Bounded Kernel Density Estimation | by Thomas Rouch

Bounded Distributions

Real-life data is often bounded by a given domain. For example, attributes such as age, weight, or duration are always non-negative values. In such scenarios, a standard smooth KDE may fail to accurately capture the true shape of the distribution, especially if there’s a density discontinuity at the boundary.

In 1D, with the exception of some exotic cases, bounded distributions typically have either one-sided (e.g. positive values) or two-sided (e.g. uniform interval) bounded domains.

As illustrated in the graph below, kernels are bad at estimating the edges of the uniform distribution and leak outside the bounded domain.

Gaussian KDE on 100 samples drawn from a uniform distribution — Image by the author

No Clean Public Solution in Python

Unfortunately, popular public Python libraries like scipy and scikit-learn do not currently address this issue.
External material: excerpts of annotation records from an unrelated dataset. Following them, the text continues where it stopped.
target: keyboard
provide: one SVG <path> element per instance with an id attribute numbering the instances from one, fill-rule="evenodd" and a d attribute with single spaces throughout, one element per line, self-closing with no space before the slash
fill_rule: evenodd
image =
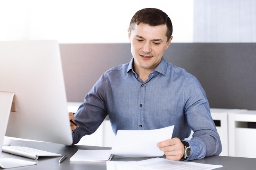
<path id="1" fill-rule="evenodd" d="M 61 154 L 53 153 L 25 146 L 3 146 L 2 151 L 5 152 L 27 157 L 36 160 L 38 157 L 61 157 Z"/>

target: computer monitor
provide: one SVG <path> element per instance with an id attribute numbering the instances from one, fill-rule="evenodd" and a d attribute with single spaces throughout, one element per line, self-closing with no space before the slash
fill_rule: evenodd
<path id="1" fill-rule="evenodd" d="M 56 41 L 0 42 L 0 91 L 15 93 L 6 136 L 72 144 Z"/>

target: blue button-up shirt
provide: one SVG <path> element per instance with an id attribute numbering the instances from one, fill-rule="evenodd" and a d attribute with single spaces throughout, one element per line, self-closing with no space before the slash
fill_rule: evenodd
<path id="1" fill-rule="evenodd" d="M 204 91 L 197 79 L 164 57 L 143 82 L 132 68 L 133 59 L 103 73 L 75 114 L 79 128 L 73 144 L 95 132 L 108 115 L 113 131 L 148 130 L 174 125 L 172 137 L 187 141 L 188 160 L 218 155 L 221 144 Z"/>

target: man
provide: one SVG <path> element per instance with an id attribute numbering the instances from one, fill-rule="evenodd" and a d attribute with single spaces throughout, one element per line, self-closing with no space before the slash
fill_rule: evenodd
<path id="1" fill-rule="evenodd" d="M 128 29 L 133 56 L 130 63 L 103 73 L 70 119 L 74 143 L 96 130 L 108 115 L 112 128 L 147 130 L 175 125 L 173 138 L 157 146 L 166 159 L 189 160 L 218 155 L 220 137 L 204 91 L 196 78 L 167 62 L 163 56 L 173 37 L 168 16 L 142 9 Z M 183 141 L 194 132 L 190 141 Z"/>

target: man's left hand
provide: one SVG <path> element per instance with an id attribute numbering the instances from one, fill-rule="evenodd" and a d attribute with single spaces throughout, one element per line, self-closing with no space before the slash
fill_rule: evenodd
<path id="1" fill-rule="evenodd" d="M 178 161 L 183 157 L 185 149 L 180 140 L 177 137 L 159 142 L 157 146 L 164 151 L 167 159 Z"/>

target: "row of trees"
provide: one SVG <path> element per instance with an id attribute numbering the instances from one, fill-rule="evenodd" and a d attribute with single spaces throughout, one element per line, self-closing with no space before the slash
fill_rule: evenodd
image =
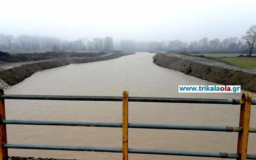
<path id="1" fill-rule="evenodd" d="M 254 43 L 256 40 L 256 25 L 251 26 L 245 35 L 241 39 L 236 37 L 230 37 L 221 41 L 216 38 L 209 40 L 204 37 L 199 41 L 190 42 L 189 44 L 179 40 L 160 42 L 135 42 L 130 40 L 120 40 L 120 49 L 124 50 L 173 50 L 185 51 L 198 50 L 244 51 L 249 53 L 255 52 Z"/>
<path id="2" fill-rule="evenodd" d="M 220 41 L 218 38 L 209 40 L 204 37 L 199 41 L 188 44 L 179 40 L 160 42 L 136 42 L 131 40 L 120 40 L 120 49 L 123 50 L 243 50 L 245 46 L 237 37 L 230 37 Z"/>
<path id="3" fill-rule="evenodd" d="M 90 41 L 79 38 L 76 41 L 61 41 L 53 37 L 20 35 L 16 38 L 11 35 L 0 34 L 0 49 L 38 50 L 49 49 L 56 45 L 66 50 L 110 51 L 114 49 L 113 38 L 96 38 Z"/>

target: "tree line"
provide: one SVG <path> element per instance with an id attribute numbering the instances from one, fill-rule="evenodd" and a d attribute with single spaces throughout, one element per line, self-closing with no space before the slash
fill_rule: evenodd
<path id="1" fill-rule="evenodd" d="M 120 40 L 120 49 L 123 50 L 244 50 L 246 47 L 237 37 L 230 37 L 221 41 L 218 38 L 209 40 L 204 37 L 200 41 L 188 44 L 179 40 L 160 42 L 136 42 L 131 40 Z"/>
<path id="2" fill-rule="evenodd" d="M 198 50 L 242 51 L 251 56 L 255 47 L 256 25 L 251 26 L 246 34 L 239 39 L 237 37 L 229 37 L 221 41 L 218 38 L 209 40 L 205 37 L 198 41 L 188 44 L 179 40 L 149 42 L 136 42 L 131 40 L 120 40 L 120 49 L 123 50 L 177 50 L 185 52 Z"/>
<path id="3" fill-rule="evenodd" d="M 114 49 L 114 41 L 110 37 L 96 38 L 91 40 L 83 38 L 68 41 L 53 37 L 23 34 L 14 38 L 11 35 L 0 34 L 0 49 L 36 50 L 50 49 L 55 45 L 65 50 L 108 51 Z"/>

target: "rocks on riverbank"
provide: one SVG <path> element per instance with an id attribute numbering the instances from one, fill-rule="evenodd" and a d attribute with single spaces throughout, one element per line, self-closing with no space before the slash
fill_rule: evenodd
<path id="1" fill-rule="evenodd" d="M 16 65 L 16 63 L 12 64 L 13 65 L 11 67 L 8 66 L 6 68 L 4 68 L 2 69 L 1 70 L 0 70 L 0 79 L 2 79 L 2 80 L 0 80 L 0 88 L 8 89 L 9 87 L 9 85 L 10 86 L 18 83 L 38 71 L 67 65 L 71 63 L 111 60 L 135 54 L 136 53 L 135 52 L 120 52 L 109 53 L 98 57 L 81 57 L 41 61 L 22 63 L 21 64 L 19 63 Z M 5 65 L 7 65 L 6 64 L 5 64 Z M 1 82 L 1 81 L 3 82 Z M 2 84 L 1 85 L 1 84 Z"/>
<path id="2" fill-rule="evenodd" d="M 256 70 L 236 67 L 209 59 L 174 54 L 158 53 L 153 62 L 162 67 L 179 71 L 210 82 L 241 85 L 256 92 Z"/>

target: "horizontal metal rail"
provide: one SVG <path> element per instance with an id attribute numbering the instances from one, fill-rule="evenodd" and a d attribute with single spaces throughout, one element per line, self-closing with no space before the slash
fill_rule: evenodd
<path id="1" fill-rule="evenodd" d="M 121 97 L 111 96 L 6 95 L 0 95 L 0 98 L 12 99 L 92 101 L 122 101 L 122 97 Z M 245 102 L 245 100 L 235 99 L 186 98 L 133 97 L 129 97 L 128 101 L 130 102 L 229 104 L 242 104 Z M 256 105 L 256 100 L 252 100 L 251 104 Z"/>
<path id="2" fill-rule="evenodd" d="M 3 144 L 3 147 L 7 148 L 18 149 L 94 151 L 116 153 L 121 153 L 122 151 L 122 148 L 80 146 L 54 146 L 5 143 Z M 130 153 L 174 155 L 231 159 L 236 159 L 239 157 L 240 156 L 239 154 L 238 154 L 232 153 L 228 153 L 225 152 L 194 151 L 137 148 L 129 148 L 128 149 L 128 152 Z M 248 159 L 256 159 L 256 154 L 247 154 L 247 158 Z"/>
<path id="3" fill-rule="evenodd" d="M 101 122 L 77 122 L 72 121 L 53 121 L 31 120 L 8 120 L 2 119 L 1 123 L 6 124 L 25 125 L 42 125 L 48 126 L 76 126 L 121 128 L 122 123 Z M 131 128 L 146 129 L 160 129 L 164 130 L 186 130 L 208 131 L 239 132 L 243 130 L 240 127 L 232 126 L 195 126 L 187 125 L 173 125 L 147 123 L 129 123 L 128 127 Z M 256 128 L 250 128 L 249 132 L 256 133 Z"/>

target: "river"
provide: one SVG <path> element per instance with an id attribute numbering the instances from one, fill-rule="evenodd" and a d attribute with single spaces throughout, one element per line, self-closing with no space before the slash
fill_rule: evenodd
<path id="1" fill-rule="evenodd" d="M 178 85 L 212 85 L 153 62 L 155 54 L 137 52 L 111 60 L 71 64 L 36 73 L 6 94 L 241 98 L 241 93 L 179 93 Z M 242 92 L 249 92 L 245 91 Z M 256 94 L 251 93 L 253 99 Z M 121 102 L 6 100 L 6 119 L 121 122 Z M 240 106 L 129 102 L 129 122 L 238 126 Z M 253 106 L 250 125 L 256 127 Z M 121 147 L 121 128 L 8 125 L 10 143 Z M 236 152 L 237 133 L 129 129 L 129 148 Z M 256 152 L 256 135 L 249 135 L 248 153 Z M 9 149 L 9 156 L 120 160 L 120 153 Z M 129 154 L 129 160 L 216 159 Z"/>

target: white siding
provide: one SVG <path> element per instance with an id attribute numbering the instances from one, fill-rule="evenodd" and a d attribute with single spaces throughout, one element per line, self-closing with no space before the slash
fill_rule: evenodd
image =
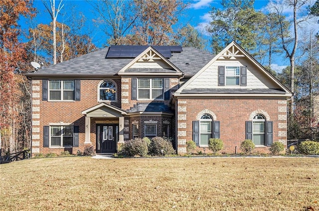
<path id="1" fill-rule="evenodd" d="M 218 85 L 218 66 L 246 66 L 247 70 L 247 85 L 223 86 Z M 266 89 L 278 88 L 279 86 L 270 79 L 255 64 L 244 57 L 237 57 L 236 59 L 217 60 L 210 66 L 208 67 L 200 75 L 188 84 L 185 89 L 206 88 L 206 89 Z"/>

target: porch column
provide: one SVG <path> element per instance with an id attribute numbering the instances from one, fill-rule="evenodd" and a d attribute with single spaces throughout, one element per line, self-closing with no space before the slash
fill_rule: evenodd
<path id="1" fill-rule="evenodd" d="M 124 117 L 119 117 L 119 143 L 124 142 Z"/>
<path id="2" fill-rule="evenodd" d="M 84 144 L 91 143 L 91 118 L 85 116 L 85 141 Z"/>

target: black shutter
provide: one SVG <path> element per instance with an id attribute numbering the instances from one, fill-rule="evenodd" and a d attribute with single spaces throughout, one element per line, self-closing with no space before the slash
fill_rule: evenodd
<path id="1" fill-rule="evenodd" d="M 225 86 L 225 67 L 218 66 L 218 86 Z"/>
<path id="2" fill-rule="evenodd" d="M 75 80 L 75 91 L 74 99 L 75 100 L 80 100 L 81 98 L 81 81 L 80 80 Z"/>
<path id="3" fill-rule="evenodd" d="M 199 121 L 193 121 L 193 141 L 196 145 L 199 145 Z"/>
<path id="4" fill-rule="evenodd" d="M 42 100 L 48 100 L 48 80 L 42 80 Z"/>
<path id="5" fill-rule="evenodd" d="M 214 121 L 213 122 L 214 124 L 214 129 L 213 130 L 213 136 L 212 137 L 214 139 L 219 139 L 220 137 L 220 129 L 219 129 L 219 121 Z"/>
<path id="6" fill-rule="evenodd" d="M 266 122 L 267 124 L 267 146 L 271 146 L 273 144 L 273 122 Z"/>
<path id="7" fill-rule="evenodd" d="M 132 79 L 132 100 L 137 100 L 138 99 L 138 79 L 137 78 Z"/>
<path id="8" fill-rule="evenodd" d="M 240 85 L 247 85 L 247 68 L 244 66 L 240 67 Z"/>
<path id="9" fill-rule="evenodd" d="M 43 126 L 43 147 L 49 147 L 49 126 Z"/>
<path id="10" fill-rule="evenodd" d="M 253 140 L 253 122 L 246 122 L 246 139 Z"/>
<path id="11" fill-rule="evenodd" d="M 73 127 L 73 147 L 79 147 L 79 126 Z"/>
<path id="12" fill-rule="evenodd" d="M 169 93 L 169 78 L 164 79 L 164 99 L 169 100 L 170 95 Z"/>

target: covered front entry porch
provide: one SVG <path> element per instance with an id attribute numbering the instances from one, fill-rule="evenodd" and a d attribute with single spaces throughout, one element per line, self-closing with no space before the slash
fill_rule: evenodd
<path id="1" fill-rule="evenodd" d="M 95 143 L 97 153 L 117 152 L 118 144 L 124 141 L 124 116 L 127 114 L 126 112 L 102 103 L 82 113 L 85 115 L 84 144 Z M 92 137 L 95 137 L 95 140 L 91 140 Z"/>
There are existing GitHub issues and pull requests discussing this topic, but regrettably, they have remained unresolved for quite some time.

In R, kde.boundary allows Kernel density estimate for bounded data.

There are various ways to take into account the bounded nature of the distribution. Let’s describe the most popular ones: Reflection, Weighting and Transformation.

Warning:
For the sake of readability, we will focus on the unit bounded domain, i.e. [0,1]. Please remember to standardize the data and scale the density appropriately in the general case [a,b].

Solution: Reflection

The trick is to augment the set of samples by reflecting them across the left and right boundaries. This is equivalent to reflecting the tails of the local kernels to keep them in the bounded domain. It works best when the density derivative is zero at the boundary.

The reflection technique also implies processing three times more sample points.

The graphs below illustrate the reflection trick for three standard distributions: uniform, right triangle and inverse square root. It does a pretty good job at reducing the bias at the boundaries, even for the singularity of the inverse square root distribution.